The recent fiasco at Dhaka University (DU), involving a tussle between Chhatra League (BCL) and the protesters against sexual assault, stems from a grossly wrong-headed and reckless administrative decision. It all began when Dhaka University took over the responsibility of seven major colleges in Dhaka from the National University (NU).
According to multiple media reports, the mutual animosity between a former VC, AAMS Arefin Siddique, and a former Pro-VC of DU, who happens to be the VC of NU, might have motivated the former to push for the change.
In spite of the remarkable progress that the National University had made in crushing its notorious session-jams, the education ministry conceded to Siddique's persistence. In the months since, a prolonged, chaotic and extemporaneous transition process has ensued.
Meanwhile, the former VC of DU had to step down, as the government decided to replace him with Mohammad Akhtaruzzaman, widely seen as supported by the ex- VC's opponents.
While Akhtaruzzaman has so far refrained from openly criticising his predecessor and former boss, the new administration admittedly hinted that it did not have adequate preparation to take on the responsibility of these seven colleges, whose size of students are five times that of Dhaka University.
Both the students of these seven colleges and Dhaka University opposed and protested the move, albeit for different reasons. The students of the seven colleges saw their education get plunged into an unending chaos, while academic operations in the other colleges around the country were running smoothly. The students of the 2014-15 session of these colleges, for example, are yet to get their results, although they had taken their exam a year ago.
They often took to the streets to express their frustration. In one such protest rally in July last year, Siddiqur Rahman, a student of Titumir College, lost his vision when police threw a tear-gas canister. Instead of addressing the outcry over the brutality, the police filed a case against an unspecified number of student protesters. The withdrawal of this case has been included in the students' list of demands, which no one cares to meet.
On the other hand, Dhaka University students protested the move as they believe that the affiliation would further strain their already overburdened, understaffed and overstretched university. They were also concerned over what they saw as a growing assimilation of the students of these colleges into their university. For example, the fact that the admission process of new students of these seven colleges—32,000 in total—was carried out on DU's campus unsettled its own students.

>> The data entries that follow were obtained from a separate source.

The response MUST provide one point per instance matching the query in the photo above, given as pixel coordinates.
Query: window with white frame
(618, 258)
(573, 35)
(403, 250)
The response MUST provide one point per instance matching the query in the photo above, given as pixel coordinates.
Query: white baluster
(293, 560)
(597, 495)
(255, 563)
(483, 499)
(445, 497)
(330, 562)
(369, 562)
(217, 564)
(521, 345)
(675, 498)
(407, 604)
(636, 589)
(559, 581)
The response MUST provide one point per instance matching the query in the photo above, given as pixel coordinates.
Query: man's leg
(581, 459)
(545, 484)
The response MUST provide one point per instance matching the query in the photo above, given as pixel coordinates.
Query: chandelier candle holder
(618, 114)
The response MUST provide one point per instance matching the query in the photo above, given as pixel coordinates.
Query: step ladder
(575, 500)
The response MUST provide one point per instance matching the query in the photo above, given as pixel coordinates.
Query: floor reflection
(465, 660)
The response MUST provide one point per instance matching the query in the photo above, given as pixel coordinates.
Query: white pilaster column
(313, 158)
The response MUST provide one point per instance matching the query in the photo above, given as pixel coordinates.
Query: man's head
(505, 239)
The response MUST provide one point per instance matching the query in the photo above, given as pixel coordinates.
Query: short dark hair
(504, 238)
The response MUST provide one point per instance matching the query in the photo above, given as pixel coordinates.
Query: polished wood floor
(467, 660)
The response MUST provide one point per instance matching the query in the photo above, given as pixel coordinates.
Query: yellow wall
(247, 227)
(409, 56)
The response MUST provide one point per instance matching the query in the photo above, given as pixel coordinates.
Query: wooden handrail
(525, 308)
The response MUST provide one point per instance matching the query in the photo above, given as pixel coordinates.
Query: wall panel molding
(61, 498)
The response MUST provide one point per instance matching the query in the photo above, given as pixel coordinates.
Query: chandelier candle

And the Chhatra League cashed in on this. As detailed in a report by this newspaper on January 30, the leaders of DU units of BCL initially supported and encouraged the students who had arranged a protest rally on January 11, demanding the affiliation process be cancelled. However, the university authorities dodged the protesters and talked directly to BCL leaders, whom they believed were pulling the strings, and asked them to douse the flames. Accordingly, the BCL leaders tried to persuade the protesters to call off their demonstration by saying that the VC would resolve the issue.
Unconvinced, the students decided to continue their protests and staged a sit-in five days later in front of the VC's office—this time without any backing from BCL. Around half an hour later, after having been summoned by the VC, a few hundred BCL activists, led by its top leaders, appeared at the spot and asked the protesters to stop their demonstration. As the two parties engaged in a scuffle, BCL activists hurled abuses at the female demonstrators and had even sexually assaulted them. In the end, the demonstration was foiled, and the university authorities lodged a case against the protesters.
That is when the nature of the movement abruptly changed, with left-leaning organisations aligning themselves with the demonstrators. On January 23, the protesters again gathered in front of the VC's office with four new demands, including the resignation of the proctor, punishment of BCL activists who had assaulted the female protesters, and the withdrawal of the case lodged against the students. The left-leaning organisations brought a change in the initial demand of the protesters. Instead of demanding an outright cancellation of affiliation, they called on the DU authorities to “resolve” the ongoing crisis. That was a sensible change, on their part.
As the protesters broke into the VC's office and confined him, hundreds of BCL activists came to his “rescue”, reportedly, at his request.
Everyone knows the rest of the story. Protesters were outnumbered and forced to retreat. The following day, a bunch of front-page photos in this newspaper showed how female protesters were assaulted by the BCL's female activists.
For many on social media, the incident brought back memories of the infamous Shamsunnahar Hall tragedy in 2002, when activists of the then-ruling party affiliated Chhatra Dal and police stormed the hall and assaulted female protesters.
The entire episode showed how a petty internal strife among some influential teachers had a far-reaching consequence for tens of thousands of students. Interestingly, DU units of BCL thought that the demands raised by the general students were legitimate and, thus, supported them, but when the high-ups signalled their opposition, BCL could not maintain a shred of its integrity or independence. So, what's the point of having a student organisation that cannot determine its own position?
The whole saga is a reminder of the degraded and sorrowful state that our student politics is in today and of student political organisations whose position only overlaps that of their respective parent organisation, not that of students.
Nazmul Ahasan is a member of the editorial team at The Daily Star.